The purpose of a mini solar system is that the consumer can connect it almost intuitively and save installation costs. The systems are therefore usually designed in such a way that the installation can also be carried out by non-professionals.
The mounting frame supplied is an elevation triangle made of aluminium or steel. Not only do they provide secure support, they also ensure the tilt that allows for the best possible yield. Although environmentally friendly frames made from recycled paper reduce CO2 emissions, they can have a negative impact on the yield of the solar module.
Tip: Make sure that the screws are tight and that the mounting frame offers a firm hold even in strong winds.

Legal aspects: Is it permissible to connect a mini-PV system to the household electricity network via the socket?

no . In some EU countries, it is permitted to plug the plug-in solar modules with an output of up to 600 Wp into a normal household socket. In Germany, however, a special power connector is required according to DIN VDE 0628-1. This is a so-called feed socket. In Germany, the so-called Wieland socket and the associated Wieland plug have become established.
If the mini solar system is not used as an island system but is fed into the domestic power grid, not only does the power socket have to be installed by a specialist, but they also check the existing circuit and replace the fuse if necessary.
This topic is still controversial in Germany. While some consider the connection of solar systems with up to 600 watts to the normal socket to be harmless, others warn against it. Technology for the direct transmission of energy via solar radiation has not yet been developed.
The German Society for Solar Energy (DGS) advocates simplified regulations and demands official permission to operate mini solar systems via a Schuko plug. Associations such as the VDE advise caution and generally recommend having the installation carried out by a qualified electrician.
Note: Never connect several mini solar systems via multiple sockets. A separate socket must be provided for each mini solar system to prevent overloading of the power line and cable fire.

How do I know if my mini solar system is working properly?

Everything mounted, connected, in operation… and now? The solar modules themselves and also the inverter does not show directly whether a solar system is working properly and how much it is doing.
Some inverters have an LED that lights up or flashes to indicate certain operating states. However, it does not show if a device is working properly and how much it is performing. If your inverter has a power measurement, you can read out, save and evaluate the performance data externally.
Alternatively, the power can be measured via the socket. Plug a standard power meter between the socket and the consumer – for example, your refrigerator. Depending on the power meter, you can not only determine the power consumption of the refrigerator but also measure the power in the opposite direction and thus determine the power generated. Intelligent sockets, such as those used in smart homes, often have an energy measurement function.
If you use a solar module with a connection using a Wieland special plug, there are still no compatible power meters and intelligent sockets. In this case, small measuring electronics can be installed in the socket, which measures the current flow and transmits the measurement data to a terminal device via WLAN or Bluetooth.

What are the electricity meter regulations for mini solar systems?

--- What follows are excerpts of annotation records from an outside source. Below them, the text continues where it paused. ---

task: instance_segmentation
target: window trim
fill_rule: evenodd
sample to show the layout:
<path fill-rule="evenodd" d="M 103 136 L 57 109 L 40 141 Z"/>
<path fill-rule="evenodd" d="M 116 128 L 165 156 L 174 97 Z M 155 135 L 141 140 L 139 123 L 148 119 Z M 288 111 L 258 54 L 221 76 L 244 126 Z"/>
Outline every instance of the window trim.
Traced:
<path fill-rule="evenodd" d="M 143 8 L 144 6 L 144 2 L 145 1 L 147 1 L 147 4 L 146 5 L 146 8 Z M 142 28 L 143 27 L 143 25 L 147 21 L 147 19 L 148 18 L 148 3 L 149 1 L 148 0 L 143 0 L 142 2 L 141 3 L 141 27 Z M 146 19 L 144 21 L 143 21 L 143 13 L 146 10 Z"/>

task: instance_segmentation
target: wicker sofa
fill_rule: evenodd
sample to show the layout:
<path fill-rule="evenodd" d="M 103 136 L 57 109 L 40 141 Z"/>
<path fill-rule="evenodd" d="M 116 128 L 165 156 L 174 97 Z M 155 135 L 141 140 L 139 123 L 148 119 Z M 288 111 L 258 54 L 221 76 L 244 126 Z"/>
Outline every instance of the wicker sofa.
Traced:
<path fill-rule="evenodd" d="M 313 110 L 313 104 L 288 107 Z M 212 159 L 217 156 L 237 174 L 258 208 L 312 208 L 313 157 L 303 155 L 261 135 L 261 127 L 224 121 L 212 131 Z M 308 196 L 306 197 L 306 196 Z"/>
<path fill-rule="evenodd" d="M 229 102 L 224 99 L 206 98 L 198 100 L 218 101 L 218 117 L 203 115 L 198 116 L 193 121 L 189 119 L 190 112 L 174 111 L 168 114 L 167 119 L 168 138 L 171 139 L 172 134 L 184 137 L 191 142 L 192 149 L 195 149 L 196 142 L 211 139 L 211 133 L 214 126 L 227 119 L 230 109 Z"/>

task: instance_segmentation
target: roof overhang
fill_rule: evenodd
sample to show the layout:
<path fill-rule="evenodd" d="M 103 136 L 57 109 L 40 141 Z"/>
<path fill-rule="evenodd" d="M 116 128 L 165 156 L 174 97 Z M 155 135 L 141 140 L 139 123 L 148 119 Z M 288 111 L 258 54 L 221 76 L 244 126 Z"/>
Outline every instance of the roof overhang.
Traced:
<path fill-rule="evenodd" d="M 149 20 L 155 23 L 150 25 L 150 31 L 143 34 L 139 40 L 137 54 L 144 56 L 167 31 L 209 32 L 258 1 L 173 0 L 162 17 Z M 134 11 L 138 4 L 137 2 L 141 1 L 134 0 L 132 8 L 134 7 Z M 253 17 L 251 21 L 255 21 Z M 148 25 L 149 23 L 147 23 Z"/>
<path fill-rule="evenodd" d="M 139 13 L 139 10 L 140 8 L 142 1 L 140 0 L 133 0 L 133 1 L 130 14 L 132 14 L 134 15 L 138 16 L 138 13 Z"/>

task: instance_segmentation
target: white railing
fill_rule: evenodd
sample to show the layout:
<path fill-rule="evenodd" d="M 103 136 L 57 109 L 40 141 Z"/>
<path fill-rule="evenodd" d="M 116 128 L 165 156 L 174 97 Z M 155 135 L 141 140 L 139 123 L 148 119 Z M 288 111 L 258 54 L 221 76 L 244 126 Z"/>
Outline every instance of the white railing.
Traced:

Bidirectional meter – Do you also have electricity flowing in all directions?  mini solar systems
Bidirectional meter

If you connect your mini solar system to your home electricity network, there are also special regulations regarding the electricity meter. Your electrical installation must have a counter with a backstop or a bidirectional counter.
The background is as follows: Especially on particularly sunny days, you may not be able to fully use the electricity generated by your small solar system. If there is a connection to the domestic power grid, your excess electricity flows into the public power grid.
In this case, a conventional counter without a backstop simply rotates backwards and that is forbidden in Germany. Because the price for the electricity consumed (approx. 30 cents per kWh) is significantly higher than the value specified in the EEG feed-in tariff (11 cents per kWh). You would get your excess electricity reimbursed for a much higher price through the return function.
In the case of a meter with a backstop, the meter reading cannot be reduced by electricity fed into the grid. If you would like to record the current fed into the grid, we recommend installing a bidirectional meter. It is designed to measure consumed and fed-in power separately.

How much does a mini solar system cost?

In recent years, the prices of solar modules have fallen sharply, so energy generation using photovoltaics is becoming increasingly affordable. With mini solar systems, the step towards environmentally friendly electricity seems even closer. The market for mini solar systems is growing and some models are available for as little as €300.
However, if you are looking for a high-quality and safe product, you should expect costs of between €400 and €1000. The German Society for Solar Energy (DGS) offers a market overview with performance data, manufacturer and price.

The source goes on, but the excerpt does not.